Boris Johnson has vowed to pass laws to make it easier to deport Channel migrants from Britain, as the French warned there was nothing they could do to stop the wave.
Home Secretary Priti Patel and new "small boats commander" Dan O'Mahoney spent the morning at Dover ahead of talks to get the French to help crack down on migrants.
The Prime Minister said it was time to “look at the legal framework that we have that means that when people do get here, it is very, very difficult to then send them away again even though blatantly they've come here illegally."
Currently Britain's struggling Border Force must escort boats to the UK if they get into trouble in British waters, but ministers want to cut a deal with France to allow them to be returned instantly to Calais.
Mr Johnson hit out after the town's bungling MP taunted the Royal Navy, saying our boys are powerless to stop small boats crossing the Channel.
It comes after a dinghy packed with 20 Syrian migrants arrived on the shores of Dover this morning.
The Department of Defence announced they were sending in the RAF to help deal with the growing crisis of migrants coming in across the Channel.
The UK and France are set to hold talks on Tuesday on how to stop the flow of migrants making the perilous journey across the Channel to get to Britain.
At least 565 migrants crossed the Channel between Thursday and Sunday and more than 4,000 have made the journey so far this year – more than the whole of 2019.
'Dozens of crossings a day'
Home Secretary Priti Patel said last week the UK would make sure the Channel route was "unviable" but demanded the French step in and help.

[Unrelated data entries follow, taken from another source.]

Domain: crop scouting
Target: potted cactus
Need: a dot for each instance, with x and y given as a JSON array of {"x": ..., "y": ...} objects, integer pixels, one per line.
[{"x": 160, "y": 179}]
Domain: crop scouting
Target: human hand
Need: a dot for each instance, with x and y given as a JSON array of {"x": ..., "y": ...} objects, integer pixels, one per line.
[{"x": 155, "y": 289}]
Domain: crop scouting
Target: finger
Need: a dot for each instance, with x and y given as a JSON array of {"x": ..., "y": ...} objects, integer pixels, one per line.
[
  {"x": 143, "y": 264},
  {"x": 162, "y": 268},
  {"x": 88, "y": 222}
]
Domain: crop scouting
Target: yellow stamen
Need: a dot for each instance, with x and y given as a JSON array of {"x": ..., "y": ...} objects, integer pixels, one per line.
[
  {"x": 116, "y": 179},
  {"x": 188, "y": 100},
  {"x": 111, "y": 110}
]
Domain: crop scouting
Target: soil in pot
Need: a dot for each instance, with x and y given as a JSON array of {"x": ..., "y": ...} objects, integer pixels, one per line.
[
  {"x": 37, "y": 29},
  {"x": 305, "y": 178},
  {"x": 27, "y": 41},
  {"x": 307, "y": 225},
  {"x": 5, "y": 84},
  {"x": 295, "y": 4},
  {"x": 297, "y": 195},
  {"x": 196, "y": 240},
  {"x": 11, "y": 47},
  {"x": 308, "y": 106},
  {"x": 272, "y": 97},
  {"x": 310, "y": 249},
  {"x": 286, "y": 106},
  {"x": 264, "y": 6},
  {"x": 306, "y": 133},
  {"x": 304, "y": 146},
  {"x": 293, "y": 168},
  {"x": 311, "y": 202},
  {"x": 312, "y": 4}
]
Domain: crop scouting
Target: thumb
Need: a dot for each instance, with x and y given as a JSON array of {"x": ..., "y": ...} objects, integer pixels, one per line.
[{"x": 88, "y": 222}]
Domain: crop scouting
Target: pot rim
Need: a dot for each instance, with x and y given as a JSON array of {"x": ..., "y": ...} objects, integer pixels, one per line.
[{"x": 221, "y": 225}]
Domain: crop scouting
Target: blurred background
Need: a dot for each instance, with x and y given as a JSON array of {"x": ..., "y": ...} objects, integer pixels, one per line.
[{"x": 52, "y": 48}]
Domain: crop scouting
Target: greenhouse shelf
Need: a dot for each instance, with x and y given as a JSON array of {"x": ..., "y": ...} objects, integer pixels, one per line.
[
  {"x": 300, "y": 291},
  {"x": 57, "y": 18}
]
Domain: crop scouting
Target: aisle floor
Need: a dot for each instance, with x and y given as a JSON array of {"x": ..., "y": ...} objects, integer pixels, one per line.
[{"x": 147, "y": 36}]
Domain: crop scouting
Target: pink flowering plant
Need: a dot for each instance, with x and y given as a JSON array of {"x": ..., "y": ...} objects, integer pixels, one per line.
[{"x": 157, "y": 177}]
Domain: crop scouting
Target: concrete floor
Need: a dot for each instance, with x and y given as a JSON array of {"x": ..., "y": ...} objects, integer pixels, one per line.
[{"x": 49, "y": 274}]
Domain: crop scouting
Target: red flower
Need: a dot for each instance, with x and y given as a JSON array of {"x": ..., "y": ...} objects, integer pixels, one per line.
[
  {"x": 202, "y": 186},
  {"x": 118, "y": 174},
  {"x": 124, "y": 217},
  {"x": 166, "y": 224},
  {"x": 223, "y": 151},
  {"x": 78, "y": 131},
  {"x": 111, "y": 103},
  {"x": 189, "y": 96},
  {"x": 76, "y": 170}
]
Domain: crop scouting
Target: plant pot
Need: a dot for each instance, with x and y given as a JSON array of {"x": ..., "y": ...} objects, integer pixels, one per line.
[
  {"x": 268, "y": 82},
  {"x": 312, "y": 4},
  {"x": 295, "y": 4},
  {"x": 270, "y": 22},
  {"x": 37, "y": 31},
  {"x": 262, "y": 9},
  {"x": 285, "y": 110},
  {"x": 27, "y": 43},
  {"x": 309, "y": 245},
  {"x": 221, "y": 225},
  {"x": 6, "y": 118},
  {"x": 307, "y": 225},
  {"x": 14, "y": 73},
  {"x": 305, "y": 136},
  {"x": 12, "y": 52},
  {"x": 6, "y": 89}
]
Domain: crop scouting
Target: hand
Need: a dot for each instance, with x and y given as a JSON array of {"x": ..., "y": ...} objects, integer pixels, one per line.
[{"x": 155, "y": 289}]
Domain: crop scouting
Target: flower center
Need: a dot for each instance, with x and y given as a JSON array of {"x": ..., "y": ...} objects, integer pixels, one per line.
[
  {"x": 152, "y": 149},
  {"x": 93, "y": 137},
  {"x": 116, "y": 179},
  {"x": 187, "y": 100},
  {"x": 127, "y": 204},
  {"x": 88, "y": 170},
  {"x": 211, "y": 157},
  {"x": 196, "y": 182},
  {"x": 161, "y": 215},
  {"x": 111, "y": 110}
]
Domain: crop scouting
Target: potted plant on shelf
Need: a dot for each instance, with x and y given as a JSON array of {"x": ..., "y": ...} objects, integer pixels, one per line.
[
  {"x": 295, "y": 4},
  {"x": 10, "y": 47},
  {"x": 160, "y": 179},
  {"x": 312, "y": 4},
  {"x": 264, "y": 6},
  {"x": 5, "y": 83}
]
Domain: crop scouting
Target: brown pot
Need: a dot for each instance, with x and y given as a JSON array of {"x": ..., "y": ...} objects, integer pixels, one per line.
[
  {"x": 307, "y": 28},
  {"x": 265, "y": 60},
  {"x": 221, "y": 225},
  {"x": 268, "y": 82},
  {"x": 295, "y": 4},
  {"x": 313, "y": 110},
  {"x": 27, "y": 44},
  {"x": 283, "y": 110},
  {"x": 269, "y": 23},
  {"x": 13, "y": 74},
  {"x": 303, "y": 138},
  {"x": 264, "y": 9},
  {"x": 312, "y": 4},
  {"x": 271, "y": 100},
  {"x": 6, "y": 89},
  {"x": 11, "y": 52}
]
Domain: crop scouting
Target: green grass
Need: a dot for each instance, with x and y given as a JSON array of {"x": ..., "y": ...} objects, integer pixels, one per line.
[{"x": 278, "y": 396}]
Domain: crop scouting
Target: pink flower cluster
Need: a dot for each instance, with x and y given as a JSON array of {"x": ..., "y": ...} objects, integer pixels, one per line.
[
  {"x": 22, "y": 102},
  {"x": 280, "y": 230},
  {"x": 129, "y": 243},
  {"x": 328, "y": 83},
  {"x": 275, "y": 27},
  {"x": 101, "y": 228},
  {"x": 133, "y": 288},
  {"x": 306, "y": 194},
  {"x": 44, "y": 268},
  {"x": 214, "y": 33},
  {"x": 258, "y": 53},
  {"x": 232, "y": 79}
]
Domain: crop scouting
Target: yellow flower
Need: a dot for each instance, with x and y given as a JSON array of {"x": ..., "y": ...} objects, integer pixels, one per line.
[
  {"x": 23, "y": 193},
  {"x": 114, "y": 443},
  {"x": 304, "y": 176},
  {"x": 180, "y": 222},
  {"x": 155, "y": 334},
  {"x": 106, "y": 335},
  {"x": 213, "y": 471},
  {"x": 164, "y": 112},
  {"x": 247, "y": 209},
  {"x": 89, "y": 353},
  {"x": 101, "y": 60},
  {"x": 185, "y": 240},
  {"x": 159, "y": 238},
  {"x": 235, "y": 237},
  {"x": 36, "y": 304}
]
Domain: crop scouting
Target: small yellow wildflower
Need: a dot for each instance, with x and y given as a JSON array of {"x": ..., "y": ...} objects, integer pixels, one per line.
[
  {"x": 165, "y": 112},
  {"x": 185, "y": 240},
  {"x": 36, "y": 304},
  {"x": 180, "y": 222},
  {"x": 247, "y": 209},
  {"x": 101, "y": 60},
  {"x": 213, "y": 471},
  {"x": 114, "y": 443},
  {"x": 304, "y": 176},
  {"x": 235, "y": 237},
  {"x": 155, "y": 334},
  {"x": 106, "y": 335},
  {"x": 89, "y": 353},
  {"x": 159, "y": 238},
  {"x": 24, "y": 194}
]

Ms Patel visited Dover this morning alongside Dan O'Mahoney, the ex-marine spearheading the effort to stop smuggling gangs organising for the illegal boats to cross the Channel.
After it emerged the French authorities have stopped just 810 migrants this year, Pierre-Henri Dumont complained they “are already trying to do whatever we can, but if you've got dozens of crossings a day, that's very difficult for us to stop a boat.”
He added: "It only takes five minutes to have a small boat at sea full with migrants, with a coast of 300km to monitor”
And he attacked “political measures” like threats to deploy the Navy.
But hitting back Mr Johnson said: "There's no doubt that it would be helpful if we could work with our French friends to stop them getting over the Channel."
Speaking on a school visit in East London, the PM added: "Be in no doubt what's going on is the activity of cruel and criminal gangs who are risking the lives of these people taking them across the Channel, a pretty dangerous stretch of water in potentially unseaworthy vessels.
"We want to stop that working with the French, make sure that they understand that this isn't a good idea, this is a very bad and stupid and dangerous and criminal thing to do.
Mr Dumont also sparked fury by suggesting the Navy could sink migrant boats to stop them getting into UK waters.
The gobby French MP said: “What is the British navy going to do if it sees a small boat? Is it going to shoot the boat? Is it going to enter French waters? It's a political measure to show some kind of muscle but technically speaking it won't change anything."
But British government insiders slammed the incendiary comments, branding them “dangerous nonsense.”
Dover's MP hit back at her Calais counterpart's comments, dismissing them as "silly".
Tory Natalie Elphicke said: "We wouldn't be having this discussion at all if the French actually stopped these boats leaving in the first place."
She told The Sun "When any boats are found in the water, they must be turned round and taken back to France. No ifs, no buts."
Immigration Minister Chris Philp said last week the French needed step up their efforts to stop migrants getting in boats to the UK.
He wrote in The Telegraph: "France is a safe country, so I share the anger and frustration of the public. This situation simply cannot go on."
“We intend to return as many migrants who have arrived as possible.
“There are return flights planned in the coming days.”
He said the UK would also track down and proscute people smugglers – 22 have already been jailed this year, and two more have been charged recently.